I was surprised to discover that some 1700 people are injured each year from vending machines, including 2-4 fatalities. But after some thought, I can identify. I have shaken more than one and even kicked a few. After all, those menacing thieves just take your money and stand there with no apology, and they offer no recourse.
Then, I thought about the people I know who have perceived of God as a vending machine. They have kicked him, shaken him, and finally rejected him just because he didn’t belch out the goody they thought they were getting when they did their part.
It is easy to see why so many view God in this way. We live in a transactional world. We have been sufficiently warned that there is no free lunch. You get what you pay for.
Sadly, the message of the church is often a transactional one. We hear it often, as some spokesperson for God reminds us that if we only put in the right coinage, God will spit out the blessing we have selected. We merely need to know the currency that he accepts and identify the buttons to press.
Kicking the Vending Machine
Myrtle was a handful. I’m told she was once the beauty of the town. Now, however, she looked hard and hopeless. She demanded her way in the local church, the community and in her dysfunctional marriage.
When a counselor asked why she was so negative, she revealed that God had let her down. She had prayed for her sick child to be healed, but the three-year-old girl had died. “Prayer doesn’t work.” She said. “God is a hoax. If he were any good at all, he would hear the prayers of hurting people like me.”
For Myrtle, prayer was the coinage inserted into the vending machine god. It malfunctioned.
Charles and Sarah had returned from the mission field. They were not only tired from years of hard service in poor living conditions, but they were also depleted in their souls.

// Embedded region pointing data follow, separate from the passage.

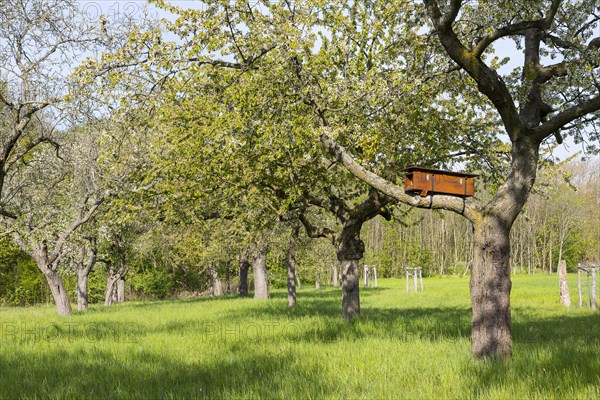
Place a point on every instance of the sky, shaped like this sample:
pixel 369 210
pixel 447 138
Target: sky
pixel 117 11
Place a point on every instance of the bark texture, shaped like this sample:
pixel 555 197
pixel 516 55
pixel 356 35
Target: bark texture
pixel 259 266
pixel 59 293
pixel 217 286
pixel 227 277
pixel 82 290
pixel 291 265
pixel 490 291
pixel 565 295
pixel 244 266
pixel 350 249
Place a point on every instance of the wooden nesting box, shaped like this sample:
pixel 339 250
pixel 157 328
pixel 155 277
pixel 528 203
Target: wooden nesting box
pixel 425 181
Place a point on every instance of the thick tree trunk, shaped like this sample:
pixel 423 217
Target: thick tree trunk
pixel 121 289
pixel 244 266
pixel 217 286
pixel 350 249
pixel 259 266
pixel 59 293
pixel 490 290
pixel 82 294
pixel 291 265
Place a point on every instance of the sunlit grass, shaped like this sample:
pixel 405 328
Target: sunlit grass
pixel 405 345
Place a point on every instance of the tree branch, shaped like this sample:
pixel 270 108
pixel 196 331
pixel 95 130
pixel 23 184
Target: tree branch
pixel 467 208
pixel 563 118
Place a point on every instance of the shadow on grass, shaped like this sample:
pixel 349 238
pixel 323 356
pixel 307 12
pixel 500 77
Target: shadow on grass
pixel 142 375
pixel 554 355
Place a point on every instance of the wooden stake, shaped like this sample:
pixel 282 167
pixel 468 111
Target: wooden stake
pixel 415 280
pixel 375 273
pixel 565 298
pixel 593 300
pixel 579 287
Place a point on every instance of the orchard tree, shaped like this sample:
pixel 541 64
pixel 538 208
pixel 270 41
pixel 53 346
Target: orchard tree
pixel 57 194
pixel 553 93
pixel 40 42
pixel 251 85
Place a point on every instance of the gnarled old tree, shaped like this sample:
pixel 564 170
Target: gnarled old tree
pixel 245 89
pixel 349 247
pixel 538 101
pixel 40 41
pixel 53 203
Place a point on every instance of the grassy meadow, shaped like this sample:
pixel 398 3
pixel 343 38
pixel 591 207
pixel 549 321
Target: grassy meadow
pixel 405 345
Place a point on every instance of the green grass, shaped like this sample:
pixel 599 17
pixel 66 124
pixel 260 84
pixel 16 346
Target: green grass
pixel 405 345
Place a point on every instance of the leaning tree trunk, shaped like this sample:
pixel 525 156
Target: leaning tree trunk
pixel 291 264
pixel 59 293
pixel 259 266
pixel 111 282
pixel 121 289
pixel 335 276
pixel 217 286
pixel 490 277
pixel 490 290
pixel 565 295
pixel 82 289
pixel 244 266
pixel 350 249
pixel 227 277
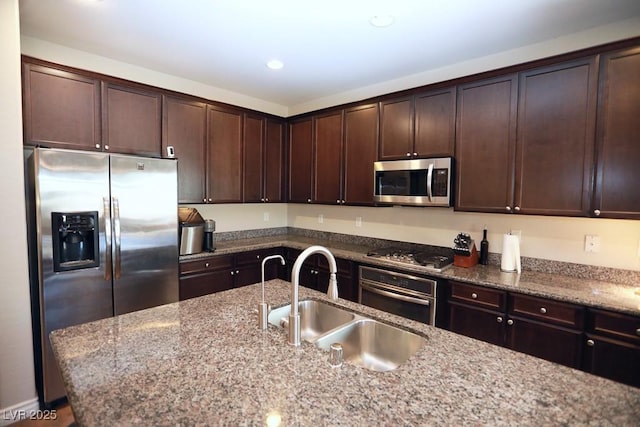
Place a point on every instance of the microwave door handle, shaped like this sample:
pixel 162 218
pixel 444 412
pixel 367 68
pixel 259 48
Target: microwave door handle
pixel 106 208
pixel 376 290
pixel 429 179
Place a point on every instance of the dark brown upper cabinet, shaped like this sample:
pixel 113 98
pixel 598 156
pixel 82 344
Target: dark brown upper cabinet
pixel 184 127
pixel 396 129
pixel 419 126
pixel 263 159
pixel 131 120
pixel 618 136
pixel 61 109
pixel 224 158
pixel 435 123
pixel 327 158
pixel 300 160
pixel 555 142
pixel 485 144
pixel 360 152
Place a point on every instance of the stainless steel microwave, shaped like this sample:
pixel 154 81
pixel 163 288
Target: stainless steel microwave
pixel 420 182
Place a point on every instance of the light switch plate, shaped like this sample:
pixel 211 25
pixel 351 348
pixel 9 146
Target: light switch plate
pixel 591 243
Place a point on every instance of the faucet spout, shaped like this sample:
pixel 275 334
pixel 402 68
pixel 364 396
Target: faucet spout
pixel 263 307
pixel 332 292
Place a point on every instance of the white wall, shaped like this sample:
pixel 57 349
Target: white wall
pixel 554 238
pixel 17 386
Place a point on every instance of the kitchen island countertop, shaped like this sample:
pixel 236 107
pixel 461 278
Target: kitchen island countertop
pixel 204 361
pixel 608 295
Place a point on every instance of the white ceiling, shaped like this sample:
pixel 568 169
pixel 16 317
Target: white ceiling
pixel 328 46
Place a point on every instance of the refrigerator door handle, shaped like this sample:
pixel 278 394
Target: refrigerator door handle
pixel 116 235
pixel 106 203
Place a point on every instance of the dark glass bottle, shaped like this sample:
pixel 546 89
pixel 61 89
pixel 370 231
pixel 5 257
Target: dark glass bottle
pixel 484 248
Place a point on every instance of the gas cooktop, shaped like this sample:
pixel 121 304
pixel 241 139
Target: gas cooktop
pixel 424 258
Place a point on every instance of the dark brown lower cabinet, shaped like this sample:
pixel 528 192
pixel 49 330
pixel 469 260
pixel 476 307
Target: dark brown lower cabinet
pixel 612 346
pixel 205 276
pixel 553 343
pixel 539 327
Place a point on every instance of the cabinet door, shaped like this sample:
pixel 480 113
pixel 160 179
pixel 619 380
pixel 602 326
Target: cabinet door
pixel 131 120
pixel 435 123
pixel 253 158
pixel 360 140
pixel 485 145
pixel 613 359
pixel 274 162
pixel 61 109
pixel 300 161
pixel 556 131
pixel 184 125
pixel 559 345
pixel 485 325
pixel 396 129
pixel 224 184
pixel 197 285
pixel 618 174
pixel 328 158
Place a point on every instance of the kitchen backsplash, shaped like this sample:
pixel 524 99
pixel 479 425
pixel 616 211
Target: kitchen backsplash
pixel 582 271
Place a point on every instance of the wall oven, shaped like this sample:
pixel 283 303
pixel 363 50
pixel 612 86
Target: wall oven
pixel 398 293
pixel 420 182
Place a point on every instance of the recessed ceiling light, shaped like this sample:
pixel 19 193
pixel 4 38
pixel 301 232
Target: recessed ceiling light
pixel 275 64
pixel 382 20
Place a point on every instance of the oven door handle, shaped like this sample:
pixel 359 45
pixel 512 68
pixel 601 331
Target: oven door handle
pixel 394 295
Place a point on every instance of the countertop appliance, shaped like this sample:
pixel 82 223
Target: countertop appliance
pixel 103 241
pixel 430 260
pixel 419 182
pixel 191 231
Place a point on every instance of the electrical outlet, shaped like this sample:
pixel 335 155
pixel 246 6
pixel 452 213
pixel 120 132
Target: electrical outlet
pixel 591 243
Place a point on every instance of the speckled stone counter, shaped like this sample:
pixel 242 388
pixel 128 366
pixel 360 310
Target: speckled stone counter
pixel 624 298
pixel 205 362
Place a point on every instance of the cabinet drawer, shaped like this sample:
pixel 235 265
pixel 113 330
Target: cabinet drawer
pixel 477 295
pixel 615 325
pixel 546 310
pixel 206 264
pixel 255 257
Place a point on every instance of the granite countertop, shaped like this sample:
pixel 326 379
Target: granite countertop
pixel 204 361
pixel 594 293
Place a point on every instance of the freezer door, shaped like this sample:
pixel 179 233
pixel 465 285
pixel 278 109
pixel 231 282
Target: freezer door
pixel 144 205
pixel 66 181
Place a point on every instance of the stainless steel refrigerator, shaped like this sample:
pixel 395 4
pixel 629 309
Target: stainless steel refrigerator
pixel 103 241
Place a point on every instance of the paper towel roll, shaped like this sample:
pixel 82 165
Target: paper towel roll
pixel 510 260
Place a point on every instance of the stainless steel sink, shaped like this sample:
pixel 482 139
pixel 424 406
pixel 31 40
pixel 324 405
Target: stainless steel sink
pixel 316 318
pixel 373 345
pixel 365 342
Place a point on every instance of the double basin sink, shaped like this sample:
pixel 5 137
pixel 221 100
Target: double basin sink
pixel 365 342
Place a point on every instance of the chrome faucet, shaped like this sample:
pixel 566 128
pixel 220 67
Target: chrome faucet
pixel 263 307
pixel 332 292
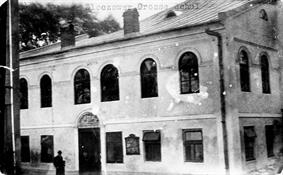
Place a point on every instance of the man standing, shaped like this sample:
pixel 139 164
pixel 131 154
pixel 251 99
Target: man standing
pixel 59 164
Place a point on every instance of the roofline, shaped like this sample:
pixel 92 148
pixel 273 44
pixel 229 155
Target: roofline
pixel 124 39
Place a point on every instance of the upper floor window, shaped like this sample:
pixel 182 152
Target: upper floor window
pixel 263 15
pixel 46 91
pixel 24 93
pixel 82 87
pixel 170 14
pixel 244 71
pixel 148 73
pixel 265 74
pixel 109 83
pixel 189 77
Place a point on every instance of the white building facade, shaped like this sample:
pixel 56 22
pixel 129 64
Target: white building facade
pixel 177 93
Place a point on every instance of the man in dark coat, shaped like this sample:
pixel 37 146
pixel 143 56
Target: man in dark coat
pixel 59 164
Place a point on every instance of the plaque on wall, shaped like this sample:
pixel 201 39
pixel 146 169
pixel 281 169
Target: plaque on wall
pixel 88 120
pixel 132 145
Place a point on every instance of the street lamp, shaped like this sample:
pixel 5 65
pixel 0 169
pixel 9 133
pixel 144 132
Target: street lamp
pixel 10 69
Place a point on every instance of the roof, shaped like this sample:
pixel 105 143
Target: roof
pixel 188 13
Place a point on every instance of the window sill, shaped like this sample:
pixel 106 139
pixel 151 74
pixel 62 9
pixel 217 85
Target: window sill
pixel 250 161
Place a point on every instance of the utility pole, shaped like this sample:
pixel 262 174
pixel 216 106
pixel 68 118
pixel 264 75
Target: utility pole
pixel 9 89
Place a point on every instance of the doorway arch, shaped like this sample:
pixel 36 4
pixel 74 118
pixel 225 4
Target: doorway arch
pixel 89 143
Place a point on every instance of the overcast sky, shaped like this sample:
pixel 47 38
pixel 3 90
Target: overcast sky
pixel 116 7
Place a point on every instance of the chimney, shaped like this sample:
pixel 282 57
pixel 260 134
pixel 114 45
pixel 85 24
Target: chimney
pixel 67 35
pixel 131 21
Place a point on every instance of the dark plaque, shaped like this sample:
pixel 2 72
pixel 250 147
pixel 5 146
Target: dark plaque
pixel 88 120
pixel 132 145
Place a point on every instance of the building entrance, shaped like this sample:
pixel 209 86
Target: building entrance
pixel 89 151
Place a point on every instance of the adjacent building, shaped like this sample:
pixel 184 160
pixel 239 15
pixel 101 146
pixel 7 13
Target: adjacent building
pixel 194 89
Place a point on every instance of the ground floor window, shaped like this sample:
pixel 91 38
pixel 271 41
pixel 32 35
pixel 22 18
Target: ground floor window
pixel 152 145
pixel 25 150
pixel 193 145
pixel 269 135
pixel 249 141
pixel 114 147
pixel 47 151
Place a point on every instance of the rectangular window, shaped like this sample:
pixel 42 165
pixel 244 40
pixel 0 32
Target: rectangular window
pixel 114 147
pixel 249 140
pixel 47 152
pixel 269 134
pixel 193 145
pixel 25 150
pixel 152 145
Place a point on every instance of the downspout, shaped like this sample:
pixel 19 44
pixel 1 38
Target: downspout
pixel 222 95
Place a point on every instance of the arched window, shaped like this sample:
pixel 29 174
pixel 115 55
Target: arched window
pixel 170 14
pixel 82 87
pixel 265 74
pixel 189 77
pixel 109 83
pixel 244 71
pixel 24 93
pixel 46 91
pixel 148 73
pixel 263 15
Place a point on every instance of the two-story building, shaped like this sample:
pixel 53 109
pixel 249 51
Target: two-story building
pixel 194 89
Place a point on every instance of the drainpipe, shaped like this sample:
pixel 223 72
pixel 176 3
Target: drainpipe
pixel 222 95
pixel 281 149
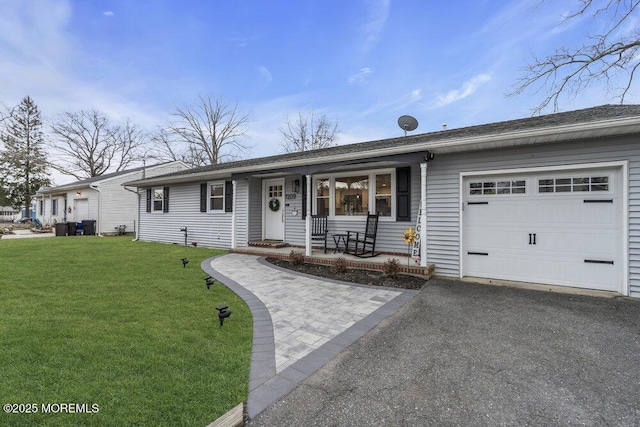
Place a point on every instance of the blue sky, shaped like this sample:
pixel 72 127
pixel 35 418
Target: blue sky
pixel 362 63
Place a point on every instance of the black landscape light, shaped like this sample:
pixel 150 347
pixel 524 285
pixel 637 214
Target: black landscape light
pixel 223 313
pixel 209 281
pixel 184 230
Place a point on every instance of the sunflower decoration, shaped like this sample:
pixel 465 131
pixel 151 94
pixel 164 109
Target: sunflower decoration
pixel 409 237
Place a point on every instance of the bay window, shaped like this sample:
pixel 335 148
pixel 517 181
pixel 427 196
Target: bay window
pixel 355 194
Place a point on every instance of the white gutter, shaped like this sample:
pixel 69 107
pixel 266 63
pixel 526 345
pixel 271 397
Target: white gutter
pixel 99 205
pixel 137 227
pixel 623 126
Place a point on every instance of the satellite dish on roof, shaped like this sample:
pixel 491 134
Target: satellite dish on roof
pixel 407 124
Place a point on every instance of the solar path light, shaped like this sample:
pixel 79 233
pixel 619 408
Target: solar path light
pixel 209 281
pixel 223 313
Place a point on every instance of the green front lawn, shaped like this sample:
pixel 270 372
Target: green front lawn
pixel 118 324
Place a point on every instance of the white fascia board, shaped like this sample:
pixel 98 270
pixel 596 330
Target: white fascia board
pixel 627 125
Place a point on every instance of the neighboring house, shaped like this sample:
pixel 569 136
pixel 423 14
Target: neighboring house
pixel 552 199
pixel 8 213
pixel 101 198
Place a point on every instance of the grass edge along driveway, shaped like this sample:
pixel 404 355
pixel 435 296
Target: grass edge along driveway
pixel 117 324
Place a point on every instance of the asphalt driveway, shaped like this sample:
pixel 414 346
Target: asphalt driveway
pixel 469 354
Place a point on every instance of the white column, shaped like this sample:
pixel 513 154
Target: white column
pixel 423 214
pixel 233 216
pixel 307 222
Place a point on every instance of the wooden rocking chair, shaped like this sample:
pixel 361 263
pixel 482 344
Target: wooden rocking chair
pixel 319 229
pixel 361 244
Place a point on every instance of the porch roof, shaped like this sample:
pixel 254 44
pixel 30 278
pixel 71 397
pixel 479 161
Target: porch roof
pixel 602 121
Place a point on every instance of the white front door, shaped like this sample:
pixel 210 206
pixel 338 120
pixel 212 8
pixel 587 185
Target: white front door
pixel 82 209
pixel 273 191
pixel 560 228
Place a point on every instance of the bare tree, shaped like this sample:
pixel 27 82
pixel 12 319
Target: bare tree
pixel 207 133
pixel 610 56
pixel 167 146
pixel 308 132
pixel 87 144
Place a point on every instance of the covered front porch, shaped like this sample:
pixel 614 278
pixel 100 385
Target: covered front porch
pixel 281 203
pixel 319 257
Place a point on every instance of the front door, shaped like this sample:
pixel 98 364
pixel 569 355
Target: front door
pixel 273 190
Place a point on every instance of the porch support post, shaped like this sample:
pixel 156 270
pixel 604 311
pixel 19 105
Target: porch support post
pixel 423 214
pixel 233 216
pixel 307 223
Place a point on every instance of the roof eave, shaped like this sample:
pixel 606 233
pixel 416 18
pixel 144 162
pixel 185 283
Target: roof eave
pixel 602 128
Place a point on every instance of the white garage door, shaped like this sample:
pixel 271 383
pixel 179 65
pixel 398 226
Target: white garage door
pixel 561 228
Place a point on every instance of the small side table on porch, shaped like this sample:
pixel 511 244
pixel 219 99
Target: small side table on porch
pixel 337 239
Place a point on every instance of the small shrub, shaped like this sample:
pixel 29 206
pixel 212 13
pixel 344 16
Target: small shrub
pixel 296 258
pixel 391 268
pixel 340 265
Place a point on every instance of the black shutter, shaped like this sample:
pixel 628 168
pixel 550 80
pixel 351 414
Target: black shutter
pixel 403 194
pixel 228 196
pixel 203 197
pixel 165 194
pixel 304 196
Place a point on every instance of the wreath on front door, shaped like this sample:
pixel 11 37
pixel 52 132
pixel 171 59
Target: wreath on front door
pixel 274 205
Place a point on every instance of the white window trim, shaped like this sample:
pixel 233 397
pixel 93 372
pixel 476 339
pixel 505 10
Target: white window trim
pixel 571 175
pixel 209 184
pixel 153 200
pixel 371 173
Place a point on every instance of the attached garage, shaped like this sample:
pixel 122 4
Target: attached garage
pixel 554 226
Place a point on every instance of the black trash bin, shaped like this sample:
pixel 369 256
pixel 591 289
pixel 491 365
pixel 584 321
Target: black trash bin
pixel 72 228
pixel 61 229
pixel 89 227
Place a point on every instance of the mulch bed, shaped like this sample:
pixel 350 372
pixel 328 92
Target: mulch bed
pixel 353 275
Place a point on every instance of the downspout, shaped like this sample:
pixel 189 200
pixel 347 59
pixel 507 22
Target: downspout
pixel 94 187
pixel 233 216
pixel 307 224
pixel 137 212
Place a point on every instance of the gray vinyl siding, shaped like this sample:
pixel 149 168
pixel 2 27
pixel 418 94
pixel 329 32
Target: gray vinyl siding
pixel 211 230
pixel 443 208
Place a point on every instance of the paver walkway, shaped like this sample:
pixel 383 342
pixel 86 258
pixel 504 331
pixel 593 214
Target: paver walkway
pixel 300 321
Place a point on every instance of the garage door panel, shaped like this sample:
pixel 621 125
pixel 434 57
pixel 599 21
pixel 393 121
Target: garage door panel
pixel 576 244
pixel 487 239
pixel 545 236
pixel 574 212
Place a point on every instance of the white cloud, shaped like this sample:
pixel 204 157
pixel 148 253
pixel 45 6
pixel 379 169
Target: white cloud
pixel 375 22
pixel 467 89
pixel 360 76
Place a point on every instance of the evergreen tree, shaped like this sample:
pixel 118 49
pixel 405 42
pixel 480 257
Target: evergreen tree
pixel 23 162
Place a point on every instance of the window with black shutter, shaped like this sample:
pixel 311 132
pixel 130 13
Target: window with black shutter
pixel 203 197
pixel 165 193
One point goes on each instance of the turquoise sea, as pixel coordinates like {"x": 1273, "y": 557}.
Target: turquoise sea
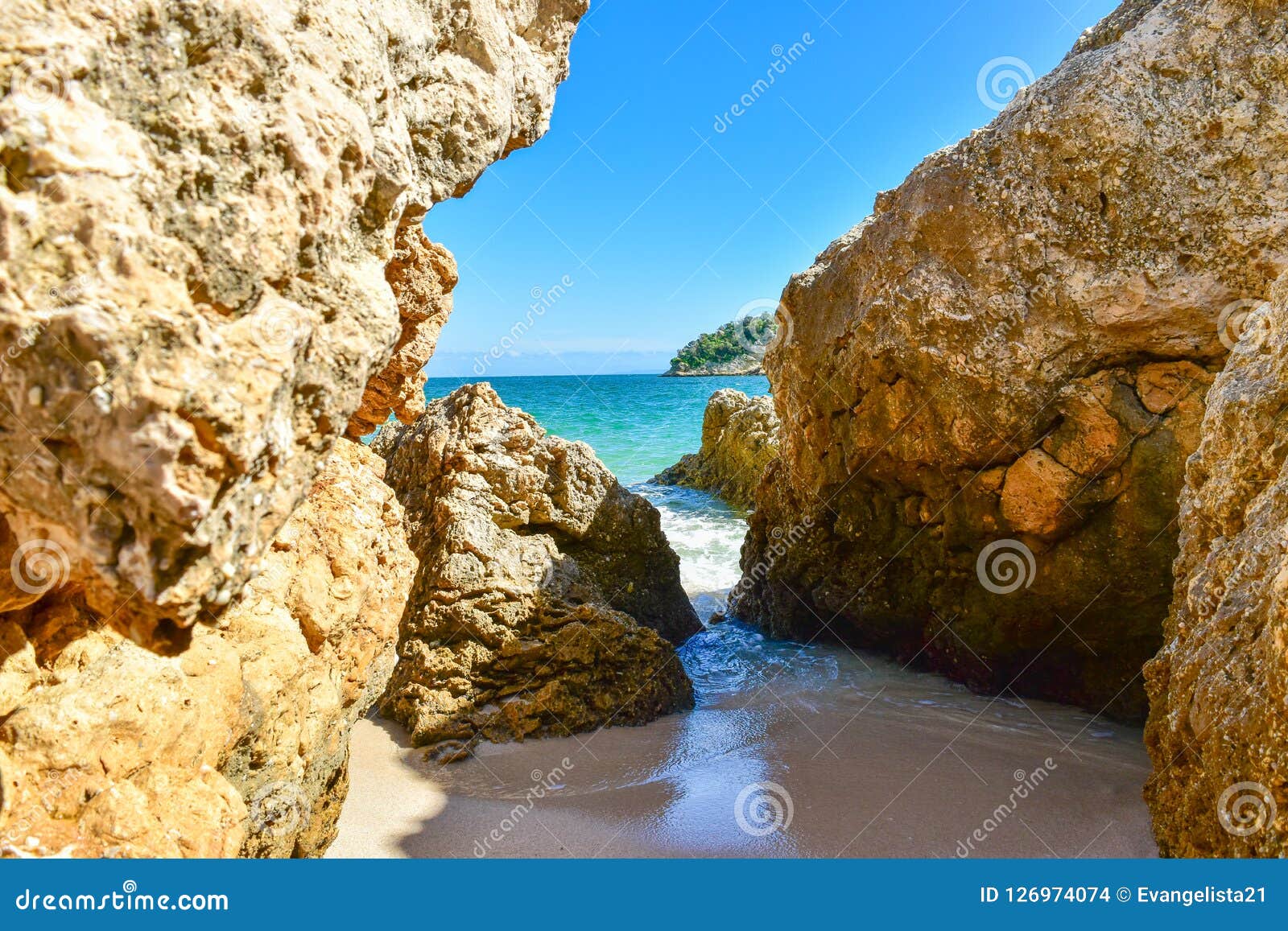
{"x": 639, "y": 425}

They had been eager to go and serve the poor and lost, assured that God would bless them for their sacrifice. They did not see much success from their work, and their own children had turned against God and the church. “I just feel like God let us down,” Charles mumbled.
Avoid the Vending Machine God
We don’t do well trying to negotiate with God. We don’t have anything he really needs. He has negotiated with himself to provide for us what we really need. God the Father promised some humans unimaginable blessings for their obedience. No one could fully obey. God the Son became a human and obeyed. He received the fulfillment of the promise.
Our only hope is to be included in the Son’s identity. That is exactly what he offers. We buy without money and without price. (See Isaiah 55:1.) It is true that nothing is free. Jesus paid a heavy price for our privilege of enjoying fellowship with God. His radical grace calls for a radical faith that embraces his life as our own. We then find ourselves giving and serving out of his abundance rather than in an effort to gain it.
Avoid the vending machine god. The Father of our Lord Jesus Christ has prepared for us a feast-table in the presence of our enemies. Humbly we accept his invitation to “come and dine.” His blessings are beyond number, and his willingness to bless is beyond measure.